Of course we look at political risk, and ethics and compliance programmes need to be robust, but we wouldn’t say we don’t want to do business in countries with higher political risk, as long as our employees are safe.

Tower leasing is an extremely “lumpy business” – it’s never a straight line to achieving your objectives, some times you’re sitting “fat, dumb and happy” above your target tenancy ratio, while at other times you find yourself in a trough below target

TowerXchange: In this second edition of TowerXchange, Laurent Viviez from AT Kearney challenges whether the tenancy ratios targeted in the first round of deals in Africa are achievable – what do you think?

Neil Taylor, Chief Legal Officer, Helios Towers Africa:

Helios are on track to do what we set out to do in Africa, but the honest answer is it’s too early to tell. Tower leasing is an extremely “lumpy business” – it’s never a straight line to achieving your objectives, some times you’re sitting “fat, dumb and happy” above your target tenancy ratio, while at other times you find yourself in a trough below target.

Factors that can push a towerco into one of those troughs below target tenancy ratios include variations in Group capex budgets, unanticipated consolidation, different bidders winning a new license than expected, or a new operator entering markets where there’s a supposed moratorium on new builds, yet still building hundreds of new towers!

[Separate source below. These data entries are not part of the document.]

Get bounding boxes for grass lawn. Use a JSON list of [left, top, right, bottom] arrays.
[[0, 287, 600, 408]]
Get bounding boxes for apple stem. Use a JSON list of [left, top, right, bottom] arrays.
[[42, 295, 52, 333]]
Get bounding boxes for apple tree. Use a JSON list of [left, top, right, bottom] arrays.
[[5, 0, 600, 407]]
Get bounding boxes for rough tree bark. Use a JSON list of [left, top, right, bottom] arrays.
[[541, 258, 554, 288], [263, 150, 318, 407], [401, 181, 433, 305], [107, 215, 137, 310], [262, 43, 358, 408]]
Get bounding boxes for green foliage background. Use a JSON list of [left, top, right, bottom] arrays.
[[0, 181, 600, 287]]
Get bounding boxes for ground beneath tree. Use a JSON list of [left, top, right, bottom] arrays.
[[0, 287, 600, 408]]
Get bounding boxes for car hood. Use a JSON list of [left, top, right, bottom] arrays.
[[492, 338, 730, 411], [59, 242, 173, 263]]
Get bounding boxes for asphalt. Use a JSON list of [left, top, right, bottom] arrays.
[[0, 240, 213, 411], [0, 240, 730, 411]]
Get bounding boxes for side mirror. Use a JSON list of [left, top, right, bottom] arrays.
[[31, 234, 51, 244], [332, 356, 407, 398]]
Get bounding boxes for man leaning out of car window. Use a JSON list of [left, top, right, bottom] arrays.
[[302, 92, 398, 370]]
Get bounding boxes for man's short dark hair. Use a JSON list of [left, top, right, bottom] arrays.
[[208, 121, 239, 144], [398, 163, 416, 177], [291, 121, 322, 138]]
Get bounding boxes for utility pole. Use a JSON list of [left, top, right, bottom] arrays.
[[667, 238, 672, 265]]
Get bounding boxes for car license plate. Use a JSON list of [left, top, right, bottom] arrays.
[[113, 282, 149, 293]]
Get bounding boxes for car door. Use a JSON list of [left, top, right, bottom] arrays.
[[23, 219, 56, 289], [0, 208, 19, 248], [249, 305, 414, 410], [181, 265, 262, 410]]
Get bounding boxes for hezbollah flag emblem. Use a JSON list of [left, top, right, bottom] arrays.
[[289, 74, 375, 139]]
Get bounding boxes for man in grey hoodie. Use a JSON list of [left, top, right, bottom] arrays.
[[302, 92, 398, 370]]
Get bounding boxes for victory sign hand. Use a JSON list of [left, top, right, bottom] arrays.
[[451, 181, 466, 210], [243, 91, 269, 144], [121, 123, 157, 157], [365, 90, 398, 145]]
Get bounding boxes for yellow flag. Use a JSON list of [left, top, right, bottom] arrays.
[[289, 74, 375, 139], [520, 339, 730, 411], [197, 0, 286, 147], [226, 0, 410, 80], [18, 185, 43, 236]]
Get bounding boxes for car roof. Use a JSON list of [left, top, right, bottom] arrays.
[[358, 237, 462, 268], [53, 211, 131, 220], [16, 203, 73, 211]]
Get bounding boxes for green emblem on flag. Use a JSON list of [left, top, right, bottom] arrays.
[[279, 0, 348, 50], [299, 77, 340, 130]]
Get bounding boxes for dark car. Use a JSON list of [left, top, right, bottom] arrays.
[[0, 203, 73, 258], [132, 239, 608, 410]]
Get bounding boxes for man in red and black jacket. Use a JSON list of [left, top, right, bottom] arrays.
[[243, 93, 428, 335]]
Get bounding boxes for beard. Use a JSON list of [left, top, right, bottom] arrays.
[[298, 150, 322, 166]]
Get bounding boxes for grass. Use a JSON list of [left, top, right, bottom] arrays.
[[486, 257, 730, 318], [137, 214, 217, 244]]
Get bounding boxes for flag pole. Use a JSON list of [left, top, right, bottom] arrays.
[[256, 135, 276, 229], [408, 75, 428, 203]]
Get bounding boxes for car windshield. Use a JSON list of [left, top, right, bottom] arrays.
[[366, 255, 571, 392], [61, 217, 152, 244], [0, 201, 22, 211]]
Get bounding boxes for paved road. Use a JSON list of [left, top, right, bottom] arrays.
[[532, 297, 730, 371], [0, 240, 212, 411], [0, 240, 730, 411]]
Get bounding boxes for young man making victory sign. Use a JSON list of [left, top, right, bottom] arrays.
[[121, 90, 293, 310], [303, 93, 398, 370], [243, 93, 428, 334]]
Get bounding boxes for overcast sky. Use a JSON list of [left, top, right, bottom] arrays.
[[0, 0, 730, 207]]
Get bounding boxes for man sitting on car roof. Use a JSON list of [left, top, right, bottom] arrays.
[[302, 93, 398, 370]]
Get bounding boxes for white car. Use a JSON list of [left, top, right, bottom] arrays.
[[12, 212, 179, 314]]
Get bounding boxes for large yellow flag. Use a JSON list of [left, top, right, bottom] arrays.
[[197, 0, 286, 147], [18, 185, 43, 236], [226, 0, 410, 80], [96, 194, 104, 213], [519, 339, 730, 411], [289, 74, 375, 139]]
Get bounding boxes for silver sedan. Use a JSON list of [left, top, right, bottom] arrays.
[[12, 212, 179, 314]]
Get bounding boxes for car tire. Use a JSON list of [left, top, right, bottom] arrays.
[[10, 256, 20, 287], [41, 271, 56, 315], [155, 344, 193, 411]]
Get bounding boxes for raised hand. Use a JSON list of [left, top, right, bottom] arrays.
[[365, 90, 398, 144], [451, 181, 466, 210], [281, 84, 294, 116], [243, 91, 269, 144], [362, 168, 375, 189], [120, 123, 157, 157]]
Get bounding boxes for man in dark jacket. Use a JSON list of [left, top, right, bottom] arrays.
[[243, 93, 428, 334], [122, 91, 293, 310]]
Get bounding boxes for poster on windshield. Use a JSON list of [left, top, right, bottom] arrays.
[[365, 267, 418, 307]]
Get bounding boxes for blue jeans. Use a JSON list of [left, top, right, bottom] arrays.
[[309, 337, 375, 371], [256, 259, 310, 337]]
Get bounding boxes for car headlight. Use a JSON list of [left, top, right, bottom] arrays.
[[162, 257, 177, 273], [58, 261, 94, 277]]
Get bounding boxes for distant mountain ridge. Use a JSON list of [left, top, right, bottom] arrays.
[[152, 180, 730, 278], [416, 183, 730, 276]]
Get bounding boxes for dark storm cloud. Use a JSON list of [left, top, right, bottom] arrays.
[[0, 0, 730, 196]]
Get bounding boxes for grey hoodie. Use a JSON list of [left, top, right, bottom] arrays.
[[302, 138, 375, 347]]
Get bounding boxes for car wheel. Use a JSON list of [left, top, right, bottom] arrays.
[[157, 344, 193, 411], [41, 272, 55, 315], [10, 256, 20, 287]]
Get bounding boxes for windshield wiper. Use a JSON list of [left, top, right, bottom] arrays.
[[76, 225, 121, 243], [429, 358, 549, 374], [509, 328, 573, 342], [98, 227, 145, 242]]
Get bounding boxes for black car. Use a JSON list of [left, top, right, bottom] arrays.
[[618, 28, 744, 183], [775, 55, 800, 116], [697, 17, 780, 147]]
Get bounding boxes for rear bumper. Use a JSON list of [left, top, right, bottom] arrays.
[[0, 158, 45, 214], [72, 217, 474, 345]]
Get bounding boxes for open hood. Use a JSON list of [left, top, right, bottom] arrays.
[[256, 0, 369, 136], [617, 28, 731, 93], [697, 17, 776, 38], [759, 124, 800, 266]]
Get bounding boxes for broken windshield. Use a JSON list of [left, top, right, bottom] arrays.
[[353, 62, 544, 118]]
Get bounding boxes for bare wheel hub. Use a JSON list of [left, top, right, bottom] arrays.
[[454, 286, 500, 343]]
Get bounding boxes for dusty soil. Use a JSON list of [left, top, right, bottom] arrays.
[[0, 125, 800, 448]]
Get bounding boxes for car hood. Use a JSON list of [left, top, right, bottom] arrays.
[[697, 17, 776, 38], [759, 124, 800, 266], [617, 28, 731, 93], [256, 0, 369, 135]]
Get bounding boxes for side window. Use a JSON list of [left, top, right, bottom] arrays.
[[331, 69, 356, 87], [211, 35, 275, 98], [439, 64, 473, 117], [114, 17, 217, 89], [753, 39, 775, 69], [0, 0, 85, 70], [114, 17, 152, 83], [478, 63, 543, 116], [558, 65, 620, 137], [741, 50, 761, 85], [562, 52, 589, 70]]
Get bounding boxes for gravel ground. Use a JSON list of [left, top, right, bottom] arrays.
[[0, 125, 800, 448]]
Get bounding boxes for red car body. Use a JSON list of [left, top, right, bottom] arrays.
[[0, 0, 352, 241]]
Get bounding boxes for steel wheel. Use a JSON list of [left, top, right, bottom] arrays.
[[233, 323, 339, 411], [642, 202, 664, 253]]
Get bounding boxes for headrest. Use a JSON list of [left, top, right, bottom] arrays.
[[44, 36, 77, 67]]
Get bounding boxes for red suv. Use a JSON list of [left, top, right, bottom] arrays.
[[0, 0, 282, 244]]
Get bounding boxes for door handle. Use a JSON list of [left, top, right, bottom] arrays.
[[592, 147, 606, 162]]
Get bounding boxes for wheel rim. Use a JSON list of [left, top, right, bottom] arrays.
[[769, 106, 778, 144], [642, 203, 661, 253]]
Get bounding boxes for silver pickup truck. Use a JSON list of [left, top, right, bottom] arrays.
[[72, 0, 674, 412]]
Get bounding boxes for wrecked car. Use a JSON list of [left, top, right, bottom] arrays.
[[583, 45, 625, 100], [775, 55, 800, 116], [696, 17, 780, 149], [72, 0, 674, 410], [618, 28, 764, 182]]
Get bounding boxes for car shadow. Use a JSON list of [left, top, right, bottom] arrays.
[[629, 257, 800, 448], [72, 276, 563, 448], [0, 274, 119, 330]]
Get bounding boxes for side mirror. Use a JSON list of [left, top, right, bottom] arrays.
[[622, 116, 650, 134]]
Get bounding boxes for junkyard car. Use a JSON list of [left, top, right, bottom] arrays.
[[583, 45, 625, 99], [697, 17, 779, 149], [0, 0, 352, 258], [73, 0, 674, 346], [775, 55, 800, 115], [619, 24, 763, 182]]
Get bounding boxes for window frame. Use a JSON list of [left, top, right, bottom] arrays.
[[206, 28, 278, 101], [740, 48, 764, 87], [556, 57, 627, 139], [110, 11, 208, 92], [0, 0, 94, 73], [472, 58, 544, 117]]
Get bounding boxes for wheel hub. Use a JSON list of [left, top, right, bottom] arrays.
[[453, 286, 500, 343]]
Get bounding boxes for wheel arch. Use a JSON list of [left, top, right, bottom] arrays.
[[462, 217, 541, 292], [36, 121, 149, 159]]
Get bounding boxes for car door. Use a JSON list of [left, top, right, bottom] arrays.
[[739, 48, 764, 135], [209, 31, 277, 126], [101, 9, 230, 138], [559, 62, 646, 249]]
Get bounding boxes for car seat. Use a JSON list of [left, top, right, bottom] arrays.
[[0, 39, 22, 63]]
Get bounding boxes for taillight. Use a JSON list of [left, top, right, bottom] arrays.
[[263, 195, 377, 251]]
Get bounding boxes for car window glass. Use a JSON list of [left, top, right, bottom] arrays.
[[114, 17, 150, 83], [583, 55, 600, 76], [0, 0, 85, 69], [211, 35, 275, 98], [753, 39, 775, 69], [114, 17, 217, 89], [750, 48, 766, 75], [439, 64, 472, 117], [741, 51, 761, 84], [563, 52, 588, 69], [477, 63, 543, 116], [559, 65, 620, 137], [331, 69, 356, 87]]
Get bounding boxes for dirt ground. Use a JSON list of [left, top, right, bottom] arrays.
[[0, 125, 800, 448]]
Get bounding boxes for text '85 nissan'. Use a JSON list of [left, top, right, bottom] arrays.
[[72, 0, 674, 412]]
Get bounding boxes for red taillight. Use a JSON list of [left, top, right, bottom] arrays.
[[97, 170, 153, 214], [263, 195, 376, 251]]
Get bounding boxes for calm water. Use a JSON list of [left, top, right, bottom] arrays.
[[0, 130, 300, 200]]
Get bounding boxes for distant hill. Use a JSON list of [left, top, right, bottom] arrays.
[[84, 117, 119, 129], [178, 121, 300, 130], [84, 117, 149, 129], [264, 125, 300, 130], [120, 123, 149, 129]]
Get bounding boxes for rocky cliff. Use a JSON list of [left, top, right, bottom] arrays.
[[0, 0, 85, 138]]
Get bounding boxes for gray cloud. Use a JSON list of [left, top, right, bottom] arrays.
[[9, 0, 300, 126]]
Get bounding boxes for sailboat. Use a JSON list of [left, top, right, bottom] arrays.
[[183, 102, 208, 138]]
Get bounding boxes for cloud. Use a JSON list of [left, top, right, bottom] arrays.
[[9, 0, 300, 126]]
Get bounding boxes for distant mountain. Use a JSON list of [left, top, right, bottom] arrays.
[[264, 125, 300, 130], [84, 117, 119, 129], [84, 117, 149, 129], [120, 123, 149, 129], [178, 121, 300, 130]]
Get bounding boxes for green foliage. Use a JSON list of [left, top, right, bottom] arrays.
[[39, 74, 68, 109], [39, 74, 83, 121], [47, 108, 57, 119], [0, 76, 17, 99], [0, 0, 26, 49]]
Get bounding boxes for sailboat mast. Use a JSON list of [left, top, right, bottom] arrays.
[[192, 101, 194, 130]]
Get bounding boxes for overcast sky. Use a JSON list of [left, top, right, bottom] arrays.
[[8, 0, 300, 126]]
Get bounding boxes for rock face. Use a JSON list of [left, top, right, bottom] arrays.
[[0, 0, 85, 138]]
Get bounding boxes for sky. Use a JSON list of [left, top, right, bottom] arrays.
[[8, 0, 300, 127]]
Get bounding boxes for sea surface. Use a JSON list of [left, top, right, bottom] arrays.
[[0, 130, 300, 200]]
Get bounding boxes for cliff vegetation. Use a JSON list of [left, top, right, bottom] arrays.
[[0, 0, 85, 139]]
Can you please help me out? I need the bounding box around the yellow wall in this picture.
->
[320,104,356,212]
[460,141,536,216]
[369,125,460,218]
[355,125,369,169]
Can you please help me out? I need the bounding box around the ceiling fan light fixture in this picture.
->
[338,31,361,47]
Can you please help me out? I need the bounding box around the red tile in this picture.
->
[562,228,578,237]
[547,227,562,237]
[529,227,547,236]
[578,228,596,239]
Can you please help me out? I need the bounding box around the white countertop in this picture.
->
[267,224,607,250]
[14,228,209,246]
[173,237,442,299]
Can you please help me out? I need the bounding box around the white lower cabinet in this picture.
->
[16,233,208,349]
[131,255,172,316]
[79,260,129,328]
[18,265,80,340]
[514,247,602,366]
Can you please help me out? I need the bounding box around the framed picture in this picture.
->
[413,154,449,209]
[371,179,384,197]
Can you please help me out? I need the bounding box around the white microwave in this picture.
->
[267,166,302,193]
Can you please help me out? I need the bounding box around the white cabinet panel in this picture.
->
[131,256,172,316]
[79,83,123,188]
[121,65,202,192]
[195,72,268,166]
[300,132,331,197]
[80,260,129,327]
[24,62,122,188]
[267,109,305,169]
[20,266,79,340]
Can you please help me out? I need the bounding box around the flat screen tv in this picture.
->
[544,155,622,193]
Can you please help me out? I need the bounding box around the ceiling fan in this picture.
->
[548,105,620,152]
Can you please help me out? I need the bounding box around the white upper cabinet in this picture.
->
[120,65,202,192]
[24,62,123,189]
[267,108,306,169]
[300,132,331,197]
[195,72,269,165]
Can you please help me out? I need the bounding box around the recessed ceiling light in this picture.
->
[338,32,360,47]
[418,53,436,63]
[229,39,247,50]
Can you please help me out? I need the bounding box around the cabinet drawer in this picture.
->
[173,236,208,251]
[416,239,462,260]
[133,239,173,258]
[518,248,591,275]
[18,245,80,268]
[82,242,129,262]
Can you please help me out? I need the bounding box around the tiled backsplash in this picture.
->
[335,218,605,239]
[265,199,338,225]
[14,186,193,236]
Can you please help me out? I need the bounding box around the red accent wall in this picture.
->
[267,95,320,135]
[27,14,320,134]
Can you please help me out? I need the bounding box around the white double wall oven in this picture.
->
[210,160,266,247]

Ultimately it comes down to location – if a tower is in the location you need, if space is available, and if there are enough subscribers around, then more than one tenant is going to want space on that tower. They’re unlikely to build.

I don’t think any of the towercos see a big gap between targeted tenancy ratios and what is proving to be achievable, but we’re not jumping for joy at realizing cheap acquisitions either – operators are getting good value for African towers.

TowerXchange: Could an operator-led towerco model work in Africa?

Neil Taylor, Chief Legal Officer, Helios Towers Africa:

Every operator seems to have been been in conversation with one of Indus’ partners, yet it never seems to come together. Why? It may be because Africa is not one country, it’s 53. Maybe an operator-led model will happen in a big country such as South Africa or Nigeria, but there are established independent towercos in both those countries, so what would be the driver?

Operators worried that they’re giving away too much value should be worried about missing the boat in the value creation opportunity – and consider retaining a stake.